A sci-fi story to melt your mind

Shane Carruth’s surreal brain-bender Upstream Color, screening for a short run at the PHI Centre, is an uncanny, beautiful and breathtaking cinematic experience.

Shane Carruth and Amy Seimetz in Upstream Color

Narcotic hypno-tequila-worm farmers. Field recordings feeding telepathic pig transcendence. Decomposing flesh bleeding super-science pigment, bearing the seed that starts the cycle anew.

That zen-haiku word-barf pretty much sums up the plot to writer/director/producer Shane Carruth’s second mind-fuck sci-fi film, Upstream Color (his first, 2004‘s Primer, completed on a budget of only $7,000, still reigns as one of the most brilliant, if understated, time travel films ever made). It also approximates the inexplicable sensation of attempting to follow the flow of its narrative. While it’s certainly not impossible to puzzle out, the average human is clearly expected to consume a healthy dose of narcotic brain-aid before sinking into the depths of this uncanny, beautiful and breathtaking cinematic experience.

Kris (Amy Seimetz) is force-fed a hypno-worm and is swayed to give up her savings, her house and her entire life. Left with little but a writhing, growing worm under her skin, she’s finally afforded freedom from her stringy, mind-controlling affliction by a mysterious farmer (Andrew Sensenig) who transfers the creature into the guts of one of his pigs.

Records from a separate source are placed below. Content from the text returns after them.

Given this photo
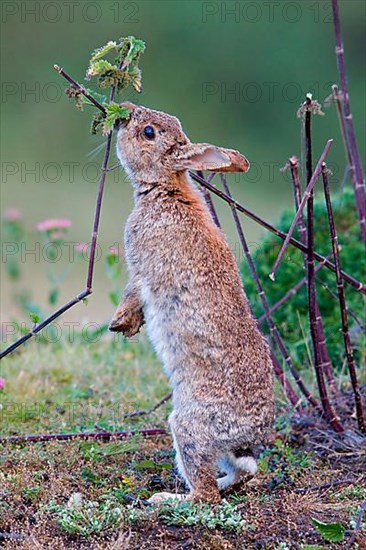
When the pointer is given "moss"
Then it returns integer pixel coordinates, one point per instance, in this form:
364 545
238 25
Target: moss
292 317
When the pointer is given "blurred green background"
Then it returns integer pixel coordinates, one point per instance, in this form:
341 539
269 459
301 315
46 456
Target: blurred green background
233 72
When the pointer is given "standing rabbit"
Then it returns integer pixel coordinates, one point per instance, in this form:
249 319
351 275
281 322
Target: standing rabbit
185 285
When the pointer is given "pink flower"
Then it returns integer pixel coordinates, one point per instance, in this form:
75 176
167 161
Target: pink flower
54 224
115 251
12 214
57 235
83 248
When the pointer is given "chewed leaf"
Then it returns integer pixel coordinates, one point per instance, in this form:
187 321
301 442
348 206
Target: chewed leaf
99 67
137 47
101 52
136 79
35 318
332 532
114 112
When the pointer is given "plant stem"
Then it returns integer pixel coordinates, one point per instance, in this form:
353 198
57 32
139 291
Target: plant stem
89 281
209 202
327 408
250 214
307 195
273 328
352 147
37 328
80 87
105 436
326 364
291 292
342 305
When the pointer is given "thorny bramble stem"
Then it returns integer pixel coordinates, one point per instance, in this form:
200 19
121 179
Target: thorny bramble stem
250 214
273 328
323 394
325 359
307 195
352 147
342 305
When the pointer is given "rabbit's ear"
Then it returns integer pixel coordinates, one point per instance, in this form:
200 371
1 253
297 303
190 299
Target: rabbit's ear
203 156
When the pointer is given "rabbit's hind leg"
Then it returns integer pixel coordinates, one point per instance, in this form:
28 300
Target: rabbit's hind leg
227 464
235 465
195 465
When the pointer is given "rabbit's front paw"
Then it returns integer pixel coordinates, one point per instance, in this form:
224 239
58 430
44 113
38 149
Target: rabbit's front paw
128 321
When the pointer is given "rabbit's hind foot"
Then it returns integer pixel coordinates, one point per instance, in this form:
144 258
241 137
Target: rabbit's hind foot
160 498
234 468
128 321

Kris eventually meets Jeff, played by Carruth himself, who has suffered the same fate and who now, strangely, shares memories with her. Time and identity merge for the lovers as they grow closer, marry and seek answers in a farm full of wormy pigs.

See? Weird. But the film doesn’t play anything like the description reads. It’s a twisted poem, stunning in every detail and dripping with emotion, often giving the feeling of a work penned by David Lynch and lensed by Terrence Malick. There isn’t a moment where Carruth allows his characters to describe what they’re doing for the audience’s benefit. You glean plot from the sequence of beautifully rendered images on screen (shot and co-edited by Carruth) and mood from the sensitive, ambient score (composed by Carruth). You get to know Kris and Jeff as they talk to each other about themselves in very recognizable, human dialogue. There’s no bullshit expository blabber to clue you in to the secrets of Upstream Color. You just have to swallow the worm and suss out the answers for yourself. ■

Upstream Color screens at the PHI Centre (407 St-Pierre) Friday April 26, 7 p.m., Saturday April 27, 8 p.m., Monday April 29, 7 p.m. and Tuesday April 30, 7 p.m. All screenings are $11.25.